Prior to the launch of the SLLP, there was no global standard governing SLLs. Thus, the SLLP are a welcome step forward in providing structural unity in this area. There are four core components under the SLLP framework:
(a) The first, is for the borrower to communicate to the lender how the sustainability performance targets (“SPTs”) proposed to the lender, are aligned with its sustainability objectives (as set out in its Corporate Social Responsibility (“CSR”) strategy). The range of possible SPTs span diverse categories such as energy efficiency and conservation of biodiversity, and the proposed SPTs should be in line with the borrower’s sustainability profile.
(b) The second, is that the SPTs negotiated between lender and borrower should be ambitious and meaningful to the borrower’s business. The SPTs should be tied to an improvement (over borrower’s performance in the recent past) in relation to a predetermined sustainability performance target benchmark. The loan terms then incentivise borrower’s performance on this benchmark. For instance, the lenders may agree to reduce the interest rate payable for the loan where the borrower satisfies a predetermined SPT, say a reduction in emissions by a certain threshold, and increase it if the borrower severely underperforms on these criteria.
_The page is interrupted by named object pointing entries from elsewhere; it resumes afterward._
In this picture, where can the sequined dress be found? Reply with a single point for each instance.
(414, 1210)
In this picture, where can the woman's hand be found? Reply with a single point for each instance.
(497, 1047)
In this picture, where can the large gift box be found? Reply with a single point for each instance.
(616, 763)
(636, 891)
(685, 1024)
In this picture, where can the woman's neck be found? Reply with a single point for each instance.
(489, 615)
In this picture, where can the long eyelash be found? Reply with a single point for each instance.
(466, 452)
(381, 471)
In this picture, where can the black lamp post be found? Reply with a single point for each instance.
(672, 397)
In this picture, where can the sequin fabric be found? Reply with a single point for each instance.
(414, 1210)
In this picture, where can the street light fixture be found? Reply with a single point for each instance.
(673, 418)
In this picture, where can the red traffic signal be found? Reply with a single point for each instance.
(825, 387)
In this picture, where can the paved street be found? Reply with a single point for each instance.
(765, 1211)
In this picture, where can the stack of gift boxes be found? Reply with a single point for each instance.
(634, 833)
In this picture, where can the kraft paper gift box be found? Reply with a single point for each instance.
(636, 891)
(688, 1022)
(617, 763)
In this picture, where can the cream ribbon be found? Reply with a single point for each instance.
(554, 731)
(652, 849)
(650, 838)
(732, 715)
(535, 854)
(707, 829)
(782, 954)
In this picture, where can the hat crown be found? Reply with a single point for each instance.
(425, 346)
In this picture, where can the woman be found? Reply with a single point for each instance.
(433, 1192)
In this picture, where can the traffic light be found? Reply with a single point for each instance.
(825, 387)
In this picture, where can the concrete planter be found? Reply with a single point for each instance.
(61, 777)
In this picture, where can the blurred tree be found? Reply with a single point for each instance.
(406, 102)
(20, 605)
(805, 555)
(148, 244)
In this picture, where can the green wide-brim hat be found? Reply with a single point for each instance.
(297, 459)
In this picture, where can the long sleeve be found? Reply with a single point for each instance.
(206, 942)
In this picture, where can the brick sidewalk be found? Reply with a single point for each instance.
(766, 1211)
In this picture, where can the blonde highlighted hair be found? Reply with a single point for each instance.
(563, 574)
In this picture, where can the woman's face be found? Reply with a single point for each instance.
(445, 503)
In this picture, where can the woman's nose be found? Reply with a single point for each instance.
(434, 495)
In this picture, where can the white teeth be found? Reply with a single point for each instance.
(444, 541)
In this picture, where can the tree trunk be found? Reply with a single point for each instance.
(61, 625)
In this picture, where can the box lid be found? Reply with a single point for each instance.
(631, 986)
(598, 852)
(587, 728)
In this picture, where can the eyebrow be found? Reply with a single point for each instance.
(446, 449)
(c) The third, is for the borrower to report (either publicly or privately) information relating to the SPTs at least annually. The borrower is encouraged to provide information on any underlying methodology or assumptions as well.
(d) Finally, there should be a review mechanism to validate the borrower’s performance against the SPTs. The review may be external (by a qualified external reviewer like an auditor, environmental consultant or independent ratings agency) or internal (if the borrower can demonstrate an internal expertise), and whether or not an external review is required by the lenders is to be negotiated on a case-by-case basis.
The biggest plus of the SLLP is that of standardisation. For example, apart from requiring that an SLL’s SPTs should be explicitly aligned with the borrower’s CSR strategy, it is now also clear that SPTs should represent an ambitious and meaningful improvement in the sustainability performance of the borrower. This has not necessarily always been the existing practice, and there have been instances of SLLs adopting sustainability metrics that merely represented the maintenance of existing sustainability performance by the borrower. At the same time, it is also heartening to note that the SLLP continue to retain much of the flexibility to accommodate innovative approaches to SLLs, given that green financing is still in its infancy.
Like the Green Loan Principles, the SLLP provide an authoritative reference and guidance on the normative minimum requirements for borrowers, lenders, and their respective advisers, who may be negotiating or structuring SLLs. Beyond these minimum requirements, additional recommended measures can and should be adopted to enhance the reputational quality of these SLLs.